El logro del trabajo dirigido por el doctor Gerardo Butron, incluye a un grupo de investigadores que estuvo dedicado a este proyecto desde hace seis años en el marco de un convenio firmado por el organismo oficial y la empresa Laboratorios Richmond, que ha tenido un exitoso reconocimiento.

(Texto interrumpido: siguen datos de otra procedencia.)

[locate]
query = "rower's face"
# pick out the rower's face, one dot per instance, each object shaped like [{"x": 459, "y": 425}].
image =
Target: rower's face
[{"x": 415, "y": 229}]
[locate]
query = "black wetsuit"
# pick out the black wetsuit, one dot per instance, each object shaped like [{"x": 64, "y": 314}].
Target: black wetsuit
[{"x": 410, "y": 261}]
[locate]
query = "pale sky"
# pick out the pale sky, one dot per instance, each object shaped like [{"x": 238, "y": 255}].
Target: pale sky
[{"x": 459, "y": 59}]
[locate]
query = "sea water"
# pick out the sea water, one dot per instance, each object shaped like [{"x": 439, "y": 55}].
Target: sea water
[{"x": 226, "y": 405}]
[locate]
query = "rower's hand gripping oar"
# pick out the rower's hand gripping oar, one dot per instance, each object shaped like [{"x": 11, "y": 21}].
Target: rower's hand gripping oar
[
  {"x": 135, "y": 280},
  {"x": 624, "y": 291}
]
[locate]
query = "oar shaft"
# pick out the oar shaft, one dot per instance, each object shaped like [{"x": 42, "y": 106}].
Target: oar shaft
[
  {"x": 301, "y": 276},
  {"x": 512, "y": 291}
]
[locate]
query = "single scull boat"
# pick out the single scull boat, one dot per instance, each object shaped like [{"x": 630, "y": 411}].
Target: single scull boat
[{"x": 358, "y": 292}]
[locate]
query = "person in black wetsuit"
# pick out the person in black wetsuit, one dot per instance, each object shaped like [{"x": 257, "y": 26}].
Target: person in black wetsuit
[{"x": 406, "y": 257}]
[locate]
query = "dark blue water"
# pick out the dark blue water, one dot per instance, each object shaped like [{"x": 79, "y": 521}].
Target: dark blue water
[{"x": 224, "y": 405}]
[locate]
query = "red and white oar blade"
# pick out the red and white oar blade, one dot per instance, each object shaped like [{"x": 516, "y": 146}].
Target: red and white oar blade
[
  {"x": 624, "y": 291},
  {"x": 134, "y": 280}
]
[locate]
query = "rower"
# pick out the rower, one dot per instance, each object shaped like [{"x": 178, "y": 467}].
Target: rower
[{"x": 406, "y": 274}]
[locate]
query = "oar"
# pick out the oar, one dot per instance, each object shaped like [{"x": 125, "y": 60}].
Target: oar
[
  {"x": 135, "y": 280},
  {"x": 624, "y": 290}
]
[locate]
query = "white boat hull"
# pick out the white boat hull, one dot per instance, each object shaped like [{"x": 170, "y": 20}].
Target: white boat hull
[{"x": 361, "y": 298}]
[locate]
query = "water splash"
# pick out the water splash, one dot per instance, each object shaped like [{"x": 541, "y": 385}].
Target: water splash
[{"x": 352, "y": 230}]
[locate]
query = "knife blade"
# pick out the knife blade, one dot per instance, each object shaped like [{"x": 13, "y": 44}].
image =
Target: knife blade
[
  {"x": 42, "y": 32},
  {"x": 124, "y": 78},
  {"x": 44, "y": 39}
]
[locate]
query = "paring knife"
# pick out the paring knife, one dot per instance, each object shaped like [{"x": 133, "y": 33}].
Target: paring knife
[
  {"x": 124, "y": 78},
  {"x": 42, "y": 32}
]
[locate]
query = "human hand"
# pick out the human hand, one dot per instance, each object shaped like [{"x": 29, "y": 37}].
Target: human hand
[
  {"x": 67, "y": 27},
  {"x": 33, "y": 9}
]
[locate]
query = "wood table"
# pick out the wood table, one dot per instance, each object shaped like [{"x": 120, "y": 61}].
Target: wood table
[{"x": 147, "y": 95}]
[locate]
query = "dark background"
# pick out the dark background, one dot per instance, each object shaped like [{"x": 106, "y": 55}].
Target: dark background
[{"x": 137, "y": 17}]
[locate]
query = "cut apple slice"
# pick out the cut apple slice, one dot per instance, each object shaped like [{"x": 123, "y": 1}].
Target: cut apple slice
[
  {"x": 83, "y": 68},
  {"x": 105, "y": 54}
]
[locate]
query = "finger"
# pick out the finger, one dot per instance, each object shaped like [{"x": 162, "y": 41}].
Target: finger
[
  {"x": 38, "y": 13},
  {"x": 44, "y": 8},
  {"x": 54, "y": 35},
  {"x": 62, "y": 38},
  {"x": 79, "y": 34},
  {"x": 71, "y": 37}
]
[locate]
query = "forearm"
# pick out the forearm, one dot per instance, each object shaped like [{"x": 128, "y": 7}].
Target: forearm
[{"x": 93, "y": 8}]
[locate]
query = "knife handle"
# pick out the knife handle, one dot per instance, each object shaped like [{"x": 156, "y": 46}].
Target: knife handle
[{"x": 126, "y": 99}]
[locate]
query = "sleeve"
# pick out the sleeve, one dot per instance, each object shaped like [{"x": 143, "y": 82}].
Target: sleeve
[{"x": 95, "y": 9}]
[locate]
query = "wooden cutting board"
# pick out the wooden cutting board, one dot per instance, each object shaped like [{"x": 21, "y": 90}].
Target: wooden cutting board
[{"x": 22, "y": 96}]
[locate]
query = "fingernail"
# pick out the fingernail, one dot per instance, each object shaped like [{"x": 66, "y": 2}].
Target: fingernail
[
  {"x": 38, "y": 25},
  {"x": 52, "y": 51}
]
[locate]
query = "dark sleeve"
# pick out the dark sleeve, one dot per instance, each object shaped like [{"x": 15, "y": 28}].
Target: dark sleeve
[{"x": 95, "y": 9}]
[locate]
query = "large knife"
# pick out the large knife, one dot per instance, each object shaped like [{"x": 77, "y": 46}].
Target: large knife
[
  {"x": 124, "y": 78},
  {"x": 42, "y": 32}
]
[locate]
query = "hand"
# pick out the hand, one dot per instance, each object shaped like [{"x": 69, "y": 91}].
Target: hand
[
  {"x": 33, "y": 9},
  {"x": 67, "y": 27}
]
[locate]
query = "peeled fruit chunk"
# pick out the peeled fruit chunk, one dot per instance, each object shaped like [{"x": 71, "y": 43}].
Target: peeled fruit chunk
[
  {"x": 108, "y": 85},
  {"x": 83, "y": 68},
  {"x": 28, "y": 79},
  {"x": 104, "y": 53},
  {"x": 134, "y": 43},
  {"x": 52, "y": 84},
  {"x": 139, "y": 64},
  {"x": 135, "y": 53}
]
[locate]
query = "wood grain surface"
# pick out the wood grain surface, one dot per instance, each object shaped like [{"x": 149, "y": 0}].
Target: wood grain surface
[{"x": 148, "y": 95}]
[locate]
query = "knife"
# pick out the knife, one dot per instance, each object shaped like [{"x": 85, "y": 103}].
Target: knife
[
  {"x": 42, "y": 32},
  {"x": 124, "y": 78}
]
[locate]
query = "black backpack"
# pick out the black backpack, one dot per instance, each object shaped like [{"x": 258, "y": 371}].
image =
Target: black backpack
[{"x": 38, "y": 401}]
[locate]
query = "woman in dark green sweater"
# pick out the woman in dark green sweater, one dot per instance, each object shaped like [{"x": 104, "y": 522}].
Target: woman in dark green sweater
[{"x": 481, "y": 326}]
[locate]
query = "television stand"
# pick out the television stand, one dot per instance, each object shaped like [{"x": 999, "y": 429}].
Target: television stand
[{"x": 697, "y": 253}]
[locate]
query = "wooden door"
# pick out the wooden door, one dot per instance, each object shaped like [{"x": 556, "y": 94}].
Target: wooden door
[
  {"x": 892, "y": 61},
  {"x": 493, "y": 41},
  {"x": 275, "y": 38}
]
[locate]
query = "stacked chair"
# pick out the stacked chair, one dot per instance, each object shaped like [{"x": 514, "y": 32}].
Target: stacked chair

La tuberculosis, que ataca principalmente a los pulmones, produce 11.000 casos anuales en la Argentina, según datos del Ministerio de Salud de la Nación y, de acuerdo al Informe Global sobre Tuberculosis 2014 de la Organización Mundial de la Salud (OMS), se estableció que 9 millones de personas contrajeron la enfermedad en 2013. Además, el 13% de los infectados son HIV positivos, un porcentaje que agrava el cuadro médico. Se estima también que aproximadamente un tercio de la población mundial se encuentra infectada con este patógeno y un 10% de ese número de pacientes es susceptible de desarrollar la enfermedad en algún momento de su vida.

Este descubrimiento argentino reconocido en Europa con patente mundial, se suma a una serie de innovaciones en el campo científico y técnico que gratifican porque se diversifica la oferta externa con inteligencia aplicada en rubros alejados de las materias primas tradicionales.